Stephanie Meeks, 43: Land and water conservationist
“We’ve become a broker for conservation.”
Meeks, acting president and CEO of the Nature Conservancy, is working to reinvigorate the 57-year-old organization with an ambitious goal: By 2015, she plans to help double the number of conservation lands worldwide.
Why is the Nature Conservancy focusing so much attention abroad? The majority of the world’s biodiversity is outside of the United States. The world is expanding its footprint in terms of industry, housing, and agriculture. Biodiversity loss is accelerating.
How can the Nature Conservancy help? We have a robust fundraising program. We’ve been working on how to leverage that asset for our international program. We’ve asked every state program to adopt a fundraising goal for conservation work outside the United States. For example, our program in Colorado has developed a relationship with Mongolia because they share a grassland type.
How has the Nature Conservancy stayed relevant in a field flooded with conservation groups? We’re not competing with those organizations; we’re recognizing what role the Nature Conservancy can play. We’re bringing groups together.
What place do you love most? I grew up in Colorado, and I have to say it’s still one of my favorite places. When I want to recharge, that’s where I go.
Craig Venter, 61: Geneticist
“When we first proposed this research, people thought we were crazy.”
Venter, the biologist who raced the government to sequence the first human genome, wants to end America’s dependence on foreign oil. After taking his yacht on a three-year research trip around the world, he says the ocean may hold the key to alternative fuel sources.
Why did you decide to study the ocean? My major form of recreation is on the water, boating and fishing and sailing and surfing, so I may be more aware of the ocean than most people. After sequencing the human genome, I had the privilege to look around at what I thought were the most important problems facing humanity. What we’re doing with fuels I consider number one on the list.
Any exciting developments? We recently announced a major deal with BP that will look at microbes for converting surface carbon, including oil and coal, into much cleaner-burning natural gas.

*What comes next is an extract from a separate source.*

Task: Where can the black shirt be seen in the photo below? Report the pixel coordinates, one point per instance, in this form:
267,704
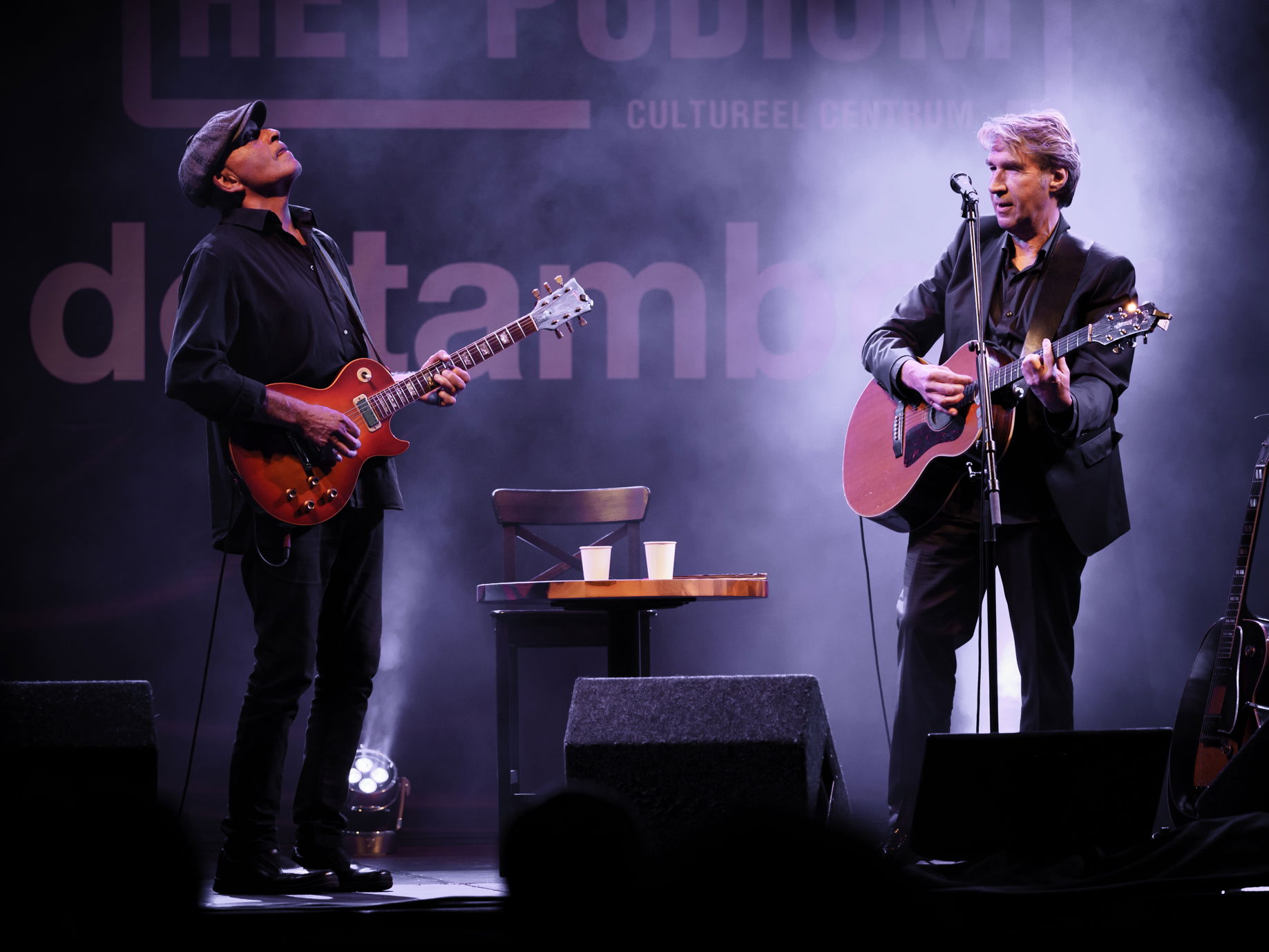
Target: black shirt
1023,497
256,306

Do you consider yourself an environmentalist? Not a card-carrying one. I like jet travel and cars and motorcycles and boats. I want to get to a place in science so we don’t have to go backward in society—stop traveling or communicating—because of the way we’ve been generating energy.

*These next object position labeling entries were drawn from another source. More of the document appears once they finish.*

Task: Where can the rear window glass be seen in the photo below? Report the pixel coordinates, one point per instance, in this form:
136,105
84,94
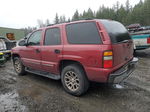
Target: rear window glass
116,31
83,33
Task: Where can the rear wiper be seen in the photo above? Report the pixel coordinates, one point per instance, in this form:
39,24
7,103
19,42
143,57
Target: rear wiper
124,41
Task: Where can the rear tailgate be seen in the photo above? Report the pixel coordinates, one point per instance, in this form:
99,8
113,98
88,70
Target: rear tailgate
122,43
122,53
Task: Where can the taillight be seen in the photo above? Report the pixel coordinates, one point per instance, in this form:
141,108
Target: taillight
148,40
108,59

What drives you? Curiosity. Wanting to make a difference. Wanting to apply the best of science to help humanity survive.
Richard Carroll, 55: Wildlife biologist
“When you make yourself still, it’s amazing what appears before you.”
Carroll, managing director of the Congo Basin, Namibia, and Madagascar division of World Wildlife Fund, has been protecting gorillas in the Congo Basin for more than 20 years. Today, thanks in large part to Carroll, almost 40 percent of threatened forests in that region have been set aside for conservation.
Why have you dedicated your life to studying these animals? When you’re walking through the forest and you see a gorilla and catch his eye, there’s a recognition that we’re not all that different. If we can’t protect our nearest relatives, then we’ve failed ourselves.
What’s it like to hang out with a 400-pound silverback? It’s wonderful—and it can be scary. Sometimes one will come bursting out of the undergrowth and begin beating his chest. You can’t stare. You go slowly to the ground and pretend you’re feeding on leaves and act like a monkey. I’ve had a silverback right in my face for 30 minutes, smelling his hot, acrid breath, until he was satisfied that I wasn’t a threat.
What would surprise people about your work? Me. Many people think that I look like a gorilla. I have a full beard, bushy hair. I want the gorillas to recognize me when I go back.